Usted escribe esta novela en wolof. Dado que la lengua es el vehículo del imaginario, ¿existe entonces este aspecto transfronterizo e incluso panafricano de la historia?
Sí. El narrador es senegalés, de modo que hay sin duda una parte de Senegal. Pero hay que precisar dos puntos: yo hablo realmente muy poco de Senegal, y cada vez que lo evoco es a través de la mirada del nigeriano Jonas Akintoye. No se trata de Boubacar Boris Diop hablando de su país, sino del personaje nigeriano. Se puede ver también desde el punto de vista panafricano. Ya escribí sobre Ruanda (Murambi, el libro de los huesos) y sobre Mali (La Gloria de los impostores, que es una serie de correspondencias con Aminata Dramane Traoré). Hoy, se trata de una novela sobre Nigeria. La obra se inspira en este país (lo dice mientras señala un gran croquis de Cheikh Anta Diop situado en el vestíbulo del salón). La fuerza de África reside en su unidad, su solidaridad y su diversidad.
Justamente, con Murambi, el libro de los huesos, usted fue uno de los que mejor explicitó el genocidio. Prueba de esto es el Premio Neustadt. Sin embargo, usted dice que aún no ha comprendido lo que ocurrió.
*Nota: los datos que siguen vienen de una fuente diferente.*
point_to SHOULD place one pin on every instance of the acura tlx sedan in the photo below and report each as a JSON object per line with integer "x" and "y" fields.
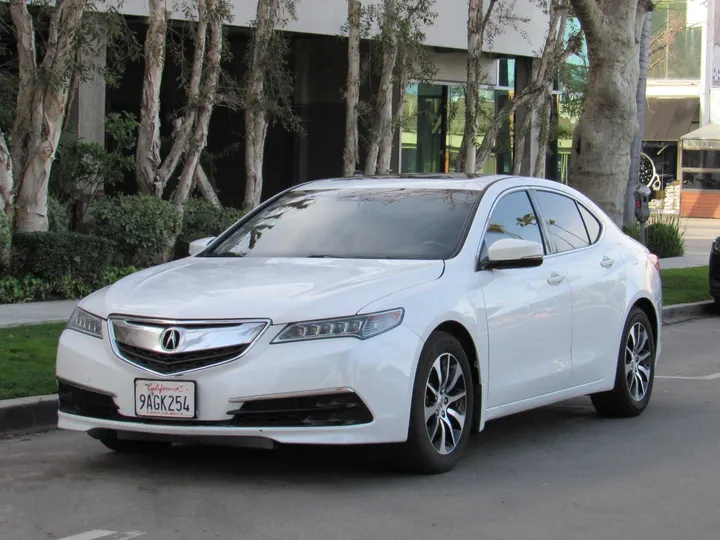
{"x": 405, "y": 310}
¿Cómo se puede matar, en un país de aproximadamente doce millones de habitantes, más de diez mil hombres por día durante cien días? ¡Más de un millón de muertos! Me sorprendería que alguien lo comprendiera. Lo que menos comprendo aún es que, en aquel entonces, no había comprendido nada. Ni siquiera estaba al corriente de lo sucedido. Por otro lado, sigue siendo sorprendente ver cómo se banaliza el mal. ¿Cómo es posible ser tan insensibles frente a tantos muertos, sobre todo en África? Por desgracia, existe lo que Mongo Beti llama «el hábito de la infelicidad». Cuando nuestro grupo de escritores fue a Ruanda (para participar, cuatro años más tarde, en una residencia de escritura de la que salió la novela Murambi, el libro de los huesos, entre otras obras), los propios ruandeses no comprendían lo que les había ocurrido. Incluso parecía que esperaban que nosotros, extranjeros, les diéramos alguna explicación. Quizá esperaban una mirada más lúcida por nuestra parte.
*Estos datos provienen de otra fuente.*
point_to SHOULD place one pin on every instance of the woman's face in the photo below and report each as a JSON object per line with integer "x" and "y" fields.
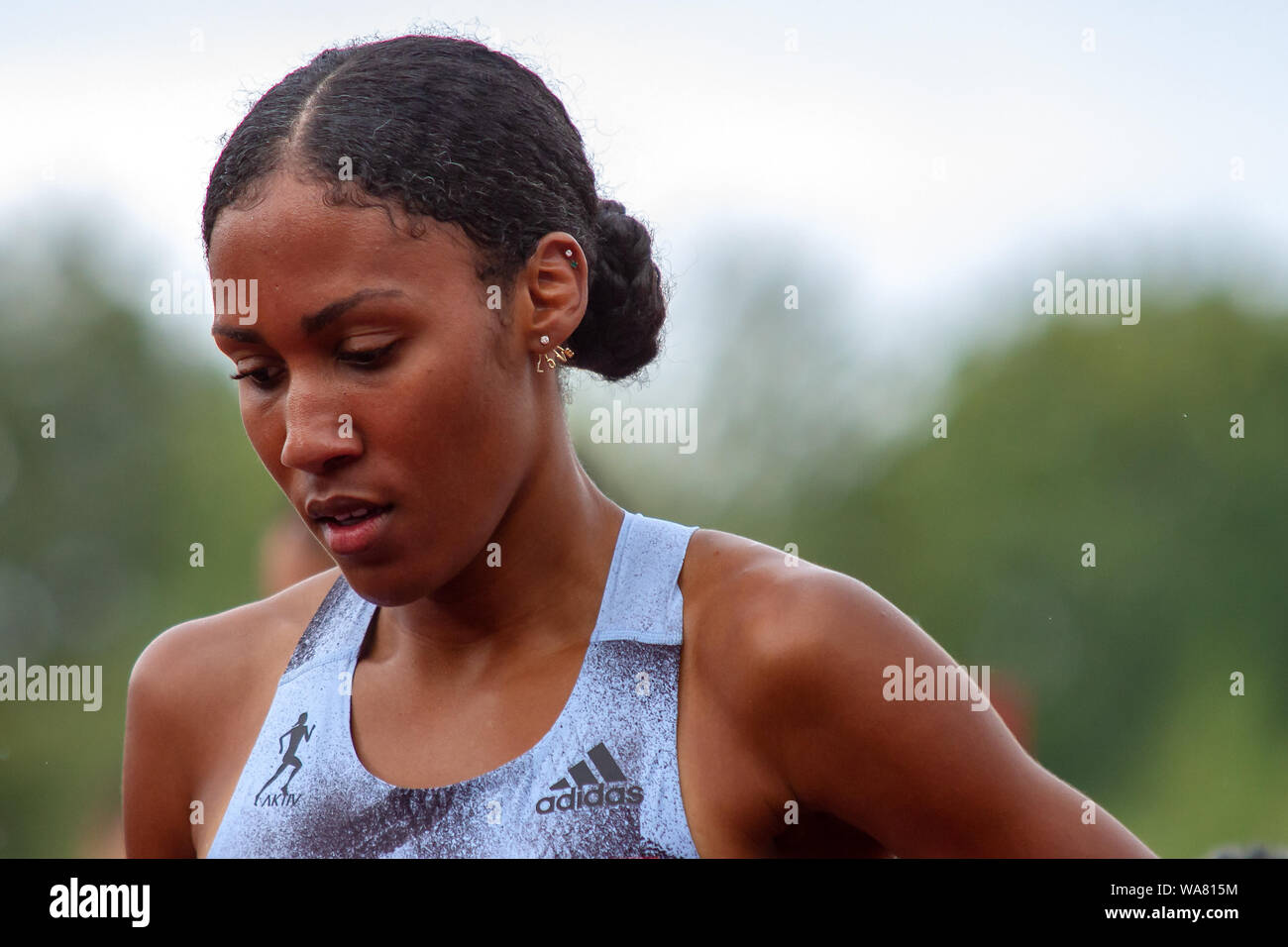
{"x": 377, "y": 372}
De lejos, nosotros, extranjeros, tenemos la impresión de que los ruandeses han vencido al espectro genocida. Sin embargo, imaginamos que debe ser imposible superar las secuelas psicológicas. ¿Cómo se ha definido ese «contrato social»?
Paul Kagamé ha conseguido que se piense menos en las montañas de cadáveres que en los progresos económicos cuando se trata de Ruanda. Durante dos décadas, Ruanda remitía al genocidio. Más tarde, por primera vez desde la independencia de este país, no hay masacre. No se mata a nadie en razón de su etnia. Hay lo que se podría llamar, retomando el título del autor Sony Labou Tansi, un «paréntesis de sangre» en Ruanda. Durante más de 3000 años, tutsis y hutus, además de los twa que olvidamos con frecuencia y que representa el 1 % de la población, han vivido en armonía. Este paréntesis de sangre se produce justamente entre 1959 y 1994. Los historiadores han contabilizado una decena de masacres de carácter genocidiario en este periodo. Pero desde hace hoy ya 28 años esas matanzas han cesado. Como dijo François Mitterrand, «uno no se levanta una mañana para decir que el genocidio comienza hoy». Se formateó a la gente. Matar a un tutsi se había convertido en algo normal. Cuando fuimos allí, el ministro de Educación nos dijo que el Gobierno había previsto destruir todos los libros de historia propagandista de Ruanda que hablaban de la supremacía hutu tal y como la contaron los colonizadores. Más adelante, la justicia vería cómo juzgar. Era un genocidio de proximidad. En aquella época, había 120 000 personas en prisión por crímenes genocidiarios, con quizás otros 200 000 culpables sueltos. La justicia clásica era incapaz de juzgar. En el antiguo Ruanda, existía el Gacaca (tribunales populares en los barrios). Se hablaba, la gente confesaba, el culpable acababa por pedir perdón públicamente y cumplía su penitencia. Y la vida seguía su curso. Lo ocurrido llevó de nuevo a esta situación, y hay que reconocer que esto se ha realizado bajo el mando de Paul Kagamé.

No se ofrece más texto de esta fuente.